Johannesburg, August 15, 2013 – A new study that identifies commendable practices and key lessons for governments in Sub-Saharan countries in their fertilizer subsidy programs has been completed by the African Union’s New Partnership for Africa’s Development (NEPAD) Agency.
‘Practice and Policy Options for the Improved Design and Implementation of Fertilizer Subsidy Programmes in Sub-Saharan Africa’ is a collaboration between the Food and Agriculture Organization (FAO) of the United Nations, the International Fertilizer Development Center (IFDC) and the Alliance for a Green Revolution in Africa (AGRA).
FAO provided US $150,000 toward research of fertilizer subsidies in Burkina Faso, Ghana, Malawi, Nigeria, Rwanda, Senegal, Tanzania and Zambia, and an additional contribution of $50,000 from AGRA enabled the completion of the study.
The study identifies major issues affecting the successful implementation of fertilizer subsidies in Africa and makes several recommendations on how governments can best manage and implement these in order to contribute to food security and increase smallholder agricultural production.
One key recommendation is that instead of viewing fertilizer subsidies as recurring expenditures, governments should think of them as an investment in their agriculture sectors. The study suggests that countries should leave the role of direct involvement in the importation and distribution of subsidized fertilizers to the private sector and focus instead on providing purchasing power support to poor farmers.
“Governments need objective technical guidance to help them maximize the return on this investment in the agriculture sector and hence accomplish their food security and income support objectives. In this study, NEPAD and its development partners provide much-needed guidance, based on empirical data, through a set of recommendations for improving the management and implementation of subsidy programs in Africa,” said Dr. Maria Wanzala, NEPAD’s senior policy economist.
The study provides a comparative analysis of the quantity and type of fertilizer and other inputs; the cost of the subsidy and whether or not it will be targeted using input vouchers or other funding systems; the types of crops earmarked for subsidy; the availability of credit; improved skills for agro-dealers; market outlets; as well as a source of funds for the subsidy program.

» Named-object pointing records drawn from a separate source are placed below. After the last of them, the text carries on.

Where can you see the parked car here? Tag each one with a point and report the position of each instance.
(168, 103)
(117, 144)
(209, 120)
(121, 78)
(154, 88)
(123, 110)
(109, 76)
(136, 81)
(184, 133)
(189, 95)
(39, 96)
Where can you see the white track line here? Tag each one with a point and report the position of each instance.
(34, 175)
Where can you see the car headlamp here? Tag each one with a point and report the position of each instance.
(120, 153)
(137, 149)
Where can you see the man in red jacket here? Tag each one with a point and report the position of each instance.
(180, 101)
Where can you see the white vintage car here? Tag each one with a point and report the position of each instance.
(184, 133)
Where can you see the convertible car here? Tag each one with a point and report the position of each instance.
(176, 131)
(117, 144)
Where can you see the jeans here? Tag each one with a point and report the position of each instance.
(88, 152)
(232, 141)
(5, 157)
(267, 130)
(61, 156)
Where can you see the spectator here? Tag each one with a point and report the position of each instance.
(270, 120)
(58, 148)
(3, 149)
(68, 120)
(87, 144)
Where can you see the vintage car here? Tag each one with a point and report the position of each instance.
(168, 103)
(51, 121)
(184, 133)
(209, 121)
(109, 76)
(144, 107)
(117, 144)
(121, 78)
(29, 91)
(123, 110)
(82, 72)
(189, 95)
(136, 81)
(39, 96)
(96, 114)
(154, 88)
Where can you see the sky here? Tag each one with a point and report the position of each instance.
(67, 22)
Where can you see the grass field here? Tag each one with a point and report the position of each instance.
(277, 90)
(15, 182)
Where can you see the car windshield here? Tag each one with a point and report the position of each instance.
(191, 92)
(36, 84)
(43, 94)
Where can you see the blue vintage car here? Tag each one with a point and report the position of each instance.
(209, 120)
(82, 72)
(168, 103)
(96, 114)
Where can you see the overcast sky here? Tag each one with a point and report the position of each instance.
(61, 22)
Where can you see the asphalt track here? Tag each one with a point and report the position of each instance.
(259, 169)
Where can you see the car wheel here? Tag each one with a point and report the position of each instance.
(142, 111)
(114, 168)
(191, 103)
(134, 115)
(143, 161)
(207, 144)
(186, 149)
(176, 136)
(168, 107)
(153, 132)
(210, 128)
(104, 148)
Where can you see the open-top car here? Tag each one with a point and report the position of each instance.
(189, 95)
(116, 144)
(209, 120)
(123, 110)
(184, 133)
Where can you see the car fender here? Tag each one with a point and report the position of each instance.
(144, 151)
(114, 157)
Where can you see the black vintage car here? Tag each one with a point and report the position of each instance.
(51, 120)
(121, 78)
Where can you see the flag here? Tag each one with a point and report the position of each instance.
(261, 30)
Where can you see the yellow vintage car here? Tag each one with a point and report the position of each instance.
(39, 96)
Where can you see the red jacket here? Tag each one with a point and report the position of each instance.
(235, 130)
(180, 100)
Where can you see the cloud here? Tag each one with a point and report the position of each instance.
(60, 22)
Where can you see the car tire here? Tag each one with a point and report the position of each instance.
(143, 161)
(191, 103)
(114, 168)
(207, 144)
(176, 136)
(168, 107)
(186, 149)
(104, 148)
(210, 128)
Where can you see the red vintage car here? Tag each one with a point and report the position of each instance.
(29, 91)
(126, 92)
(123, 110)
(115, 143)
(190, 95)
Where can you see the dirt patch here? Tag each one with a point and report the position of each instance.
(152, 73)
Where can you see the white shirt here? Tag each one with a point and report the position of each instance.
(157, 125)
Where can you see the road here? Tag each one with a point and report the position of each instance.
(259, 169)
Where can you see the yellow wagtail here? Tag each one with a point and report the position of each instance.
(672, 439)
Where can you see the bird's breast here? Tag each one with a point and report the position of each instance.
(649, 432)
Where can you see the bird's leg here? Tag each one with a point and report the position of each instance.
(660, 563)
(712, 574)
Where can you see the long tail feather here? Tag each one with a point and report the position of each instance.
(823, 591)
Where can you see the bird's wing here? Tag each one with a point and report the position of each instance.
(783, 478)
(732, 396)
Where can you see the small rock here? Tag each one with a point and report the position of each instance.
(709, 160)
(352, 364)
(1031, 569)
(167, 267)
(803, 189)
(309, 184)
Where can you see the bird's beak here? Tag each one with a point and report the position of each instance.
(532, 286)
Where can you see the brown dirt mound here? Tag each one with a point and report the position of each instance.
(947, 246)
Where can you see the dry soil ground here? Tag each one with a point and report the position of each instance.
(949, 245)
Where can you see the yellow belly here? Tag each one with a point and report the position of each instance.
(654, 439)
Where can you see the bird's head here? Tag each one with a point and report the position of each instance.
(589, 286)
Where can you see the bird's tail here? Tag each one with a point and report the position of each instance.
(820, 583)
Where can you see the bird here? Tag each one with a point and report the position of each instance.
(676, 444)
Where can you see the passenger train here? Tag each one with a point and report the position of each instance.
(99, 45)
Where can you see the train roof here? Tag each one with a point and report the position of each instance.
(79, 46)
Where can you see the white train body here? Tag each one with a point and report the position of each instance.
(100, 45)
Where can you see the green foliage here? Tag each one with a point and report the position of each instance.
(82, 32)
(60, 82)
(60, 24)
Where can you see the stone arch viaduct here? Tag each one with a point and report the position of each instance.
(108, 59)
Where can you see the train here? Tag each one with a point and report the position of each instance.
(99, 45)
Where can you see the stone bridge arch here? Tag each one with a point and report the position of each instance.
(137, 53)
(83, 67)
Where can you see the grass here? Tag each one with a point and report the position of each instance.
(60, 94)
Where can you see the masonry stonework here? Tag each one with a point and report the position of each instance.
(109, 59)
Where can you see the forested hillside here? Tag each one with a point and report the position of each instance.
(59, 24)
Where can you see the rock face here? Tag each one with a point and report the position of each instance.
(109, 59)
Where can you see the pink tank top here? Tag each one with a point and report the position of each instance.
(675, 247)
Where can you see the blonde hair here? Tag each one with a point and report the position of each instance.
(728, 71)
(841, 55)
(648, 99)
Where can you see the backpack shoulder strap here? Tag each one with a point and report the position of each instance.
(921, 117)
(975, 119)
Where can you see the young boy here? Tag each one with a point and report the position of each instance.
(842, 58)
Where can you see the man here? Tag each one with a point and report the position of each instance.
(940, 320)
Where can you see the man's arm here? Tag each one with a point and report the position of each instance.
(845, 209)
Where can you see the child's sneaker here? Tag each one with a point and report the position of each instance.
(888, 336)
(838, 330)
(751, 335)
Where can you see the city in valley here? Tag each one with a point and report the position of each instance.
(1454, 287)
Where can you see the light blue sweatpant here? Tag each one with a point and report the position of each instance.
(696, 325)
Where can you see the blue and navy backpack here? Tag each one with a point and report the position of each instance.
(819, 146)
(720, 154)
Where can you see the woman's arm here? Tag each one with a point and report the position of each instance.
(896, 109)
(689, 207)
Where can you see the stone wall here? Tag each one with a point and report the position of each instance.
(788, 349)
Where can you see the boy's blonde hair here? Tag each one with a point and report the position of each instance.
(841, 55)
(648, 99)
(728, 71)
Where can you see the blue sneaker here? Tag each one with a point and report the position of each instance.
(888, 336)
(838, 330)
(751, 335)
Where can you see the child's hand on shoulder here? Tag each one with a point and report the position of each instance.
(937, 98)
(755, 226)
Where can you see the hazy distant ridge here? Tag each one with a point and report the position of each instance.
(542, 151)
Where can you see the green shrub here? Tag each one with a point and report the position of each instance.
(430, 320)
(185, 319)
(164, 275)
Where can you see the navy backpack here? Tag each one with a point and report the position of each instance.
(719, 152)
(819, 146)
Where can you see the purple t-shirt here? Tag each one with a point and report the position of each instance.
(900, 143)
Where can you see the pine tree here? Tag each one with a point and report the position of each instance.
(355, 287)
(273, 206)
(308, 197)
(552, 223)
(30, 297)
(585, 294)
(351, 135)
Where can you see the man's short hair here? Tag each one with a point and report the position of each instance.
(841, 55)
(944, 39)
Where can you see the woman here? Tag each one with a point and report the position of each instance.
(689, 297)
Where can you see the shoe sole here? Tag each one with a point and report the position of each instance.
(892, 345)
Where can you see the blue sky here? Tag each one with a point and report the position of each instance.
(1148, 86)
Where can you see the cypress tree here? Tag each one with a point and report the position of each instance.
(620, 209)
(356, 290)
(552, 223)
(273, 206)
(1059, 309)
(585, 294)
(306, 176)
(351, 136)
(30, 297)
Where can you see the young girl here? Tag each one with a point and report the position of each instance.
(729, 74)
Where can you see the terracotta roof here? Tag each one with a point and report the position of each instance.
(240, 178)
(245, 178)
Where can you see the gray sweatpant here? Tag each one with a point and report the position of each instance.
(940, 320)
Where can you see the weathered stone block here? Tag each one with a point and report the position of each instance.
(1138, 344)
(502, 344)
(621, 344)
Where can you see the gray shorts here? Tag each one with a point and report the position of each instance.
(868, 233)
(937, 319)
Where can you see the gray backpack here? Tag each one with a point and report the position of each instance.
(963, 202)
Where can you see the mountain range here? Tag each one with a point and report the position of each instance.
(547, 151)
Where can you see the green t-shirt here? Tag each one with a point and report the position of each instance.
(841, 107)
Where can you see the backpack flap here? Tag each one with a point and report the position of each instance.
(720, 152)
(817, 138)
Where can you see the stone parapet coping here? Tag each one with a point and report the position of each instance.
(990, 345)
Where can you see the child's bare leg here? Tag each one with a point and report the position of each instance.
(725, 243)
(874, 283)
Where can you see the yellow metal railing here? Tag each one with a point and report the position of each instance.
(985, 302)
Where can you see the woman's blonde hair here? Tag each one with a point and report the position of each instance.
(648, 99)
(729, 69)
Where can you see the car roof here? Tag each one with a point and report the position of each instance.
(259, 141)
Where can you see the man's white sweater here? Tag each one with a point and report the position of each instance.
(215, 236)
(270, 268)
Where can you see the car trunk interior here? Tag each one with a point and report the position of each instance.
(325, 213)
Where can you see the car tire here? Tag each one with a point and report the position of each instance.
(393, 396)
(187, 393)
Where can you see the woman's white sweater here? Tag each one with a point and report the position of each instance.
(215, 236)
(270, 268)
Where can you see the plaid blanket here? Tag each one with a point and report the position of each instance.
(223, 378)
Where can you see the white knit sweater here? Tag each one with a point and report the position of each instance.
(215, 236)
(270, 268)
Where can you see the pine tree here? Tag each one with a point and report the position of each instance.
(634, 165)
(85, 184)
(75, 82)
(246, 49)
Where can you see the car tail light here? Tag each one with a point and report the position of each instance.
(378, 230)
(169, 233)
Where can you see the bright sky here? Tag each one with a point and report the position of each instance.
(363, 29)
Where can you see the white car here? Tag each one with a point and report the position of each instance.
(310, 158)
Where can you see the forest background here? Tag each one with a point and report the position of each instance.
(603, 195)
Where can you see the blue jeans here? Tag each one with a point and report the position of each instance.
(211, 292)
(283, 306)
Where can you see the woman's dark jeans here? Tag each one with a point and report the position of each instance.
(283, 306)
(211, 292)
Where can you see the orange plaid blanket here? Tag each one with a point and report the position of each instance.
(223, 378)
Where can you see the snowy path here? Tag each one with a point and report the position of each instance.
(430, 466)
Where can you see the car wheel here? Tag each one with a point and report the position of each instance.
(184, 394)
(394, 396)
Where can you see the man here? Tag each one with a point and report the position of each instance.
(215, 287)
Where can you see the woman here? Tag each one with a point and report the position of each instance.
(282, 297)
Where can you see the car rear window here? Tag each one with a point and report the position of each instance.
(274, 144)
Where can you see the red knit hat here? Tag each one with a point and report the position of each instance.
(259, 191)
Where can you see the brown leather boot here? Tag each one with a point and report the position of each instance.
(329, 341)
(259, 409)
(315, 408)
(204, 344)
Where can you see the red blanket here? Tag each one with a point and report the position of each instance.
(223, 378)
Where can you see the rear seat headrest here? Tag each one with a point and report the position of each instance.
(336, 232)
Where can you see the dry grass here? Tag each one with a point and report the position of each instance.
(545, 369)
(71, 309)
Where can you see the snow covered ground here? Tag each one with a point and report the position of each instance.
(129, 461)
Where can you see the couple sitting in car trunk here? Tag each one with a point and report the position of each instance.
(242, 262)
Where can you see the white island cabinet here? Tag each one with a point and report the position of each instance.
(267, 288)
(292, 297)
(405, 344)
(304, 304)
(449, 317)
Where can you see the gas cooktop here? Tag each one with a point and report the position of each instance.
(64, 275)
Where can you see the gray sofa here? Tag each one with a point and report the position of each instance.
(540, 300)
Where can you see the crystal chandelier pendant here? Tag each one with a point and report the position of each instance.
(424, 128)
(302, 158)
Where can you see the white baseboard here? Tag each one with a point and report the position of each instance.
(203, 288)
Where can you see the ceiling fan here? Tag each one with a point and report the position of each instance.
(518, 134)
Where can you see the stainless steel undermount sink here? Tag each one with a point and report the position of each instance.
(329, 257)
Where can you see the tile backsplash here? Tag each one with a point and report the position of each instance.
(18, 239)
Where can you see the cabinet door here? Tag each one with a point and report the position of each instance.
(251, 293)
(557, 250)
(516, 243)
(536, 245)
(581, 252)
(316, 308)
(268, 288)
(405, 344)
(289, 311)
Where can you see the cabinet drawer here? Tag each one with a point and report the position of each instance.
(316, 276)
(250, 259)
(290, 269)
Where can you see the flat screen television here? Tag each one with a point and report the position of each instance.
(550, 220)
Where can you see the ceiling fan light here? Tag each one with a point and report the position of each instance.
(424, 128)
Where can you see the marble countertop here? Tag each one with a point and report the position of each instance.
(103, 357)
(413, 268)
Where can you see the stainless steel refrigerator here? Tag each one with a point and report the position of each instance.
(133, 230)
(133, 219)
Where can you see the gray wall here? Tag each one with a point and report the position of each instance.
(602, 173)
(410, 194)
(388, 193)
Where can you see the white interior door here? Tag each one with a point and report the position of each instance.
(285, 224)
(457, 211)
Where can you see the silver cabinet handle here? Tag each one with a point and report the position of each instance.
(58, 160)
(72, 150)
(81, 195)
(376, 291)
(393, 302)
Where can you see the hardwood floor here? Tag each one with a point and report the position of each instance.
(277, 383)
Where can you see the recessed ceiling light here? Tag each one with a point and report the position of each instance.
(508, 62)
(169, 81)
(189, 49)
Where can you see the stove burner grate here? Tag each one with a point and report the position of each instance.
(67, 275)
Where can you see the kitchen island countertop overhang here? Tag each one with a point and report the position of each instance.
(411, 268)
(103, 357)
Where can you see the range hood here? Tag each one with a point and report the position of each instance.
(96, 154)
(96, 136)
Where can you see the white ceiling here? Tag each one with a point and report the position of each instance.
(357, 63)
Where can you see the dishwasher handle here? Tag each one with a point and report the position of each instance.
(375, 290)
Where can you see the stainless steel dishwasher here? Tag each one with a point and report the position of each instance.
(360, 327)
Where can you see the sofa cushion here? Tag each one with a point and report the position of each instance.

The study also presents approaches that have been used successfully by some African governments to implement and manage their fertilizer subsidy programs and some less successful practices that should be avoided. NEPAD will work with the partner institutions involved in the study to integrate its findings and recommendations into ongoing Comprehensive Africa Agriculture Development Programme (CAADP) national agriculture and food security investment plans and programs.
“Effectively organized, managed and implemented subsidies can be beneficial for smallholder farmers, agro-dealers, consumers and governments,” stated Dr. Amit Roy, IFDC president and chief executive officer. “This study provides a roadmap for national governments to implement successful subsidy programs, and I urge policymakers to review it closely.”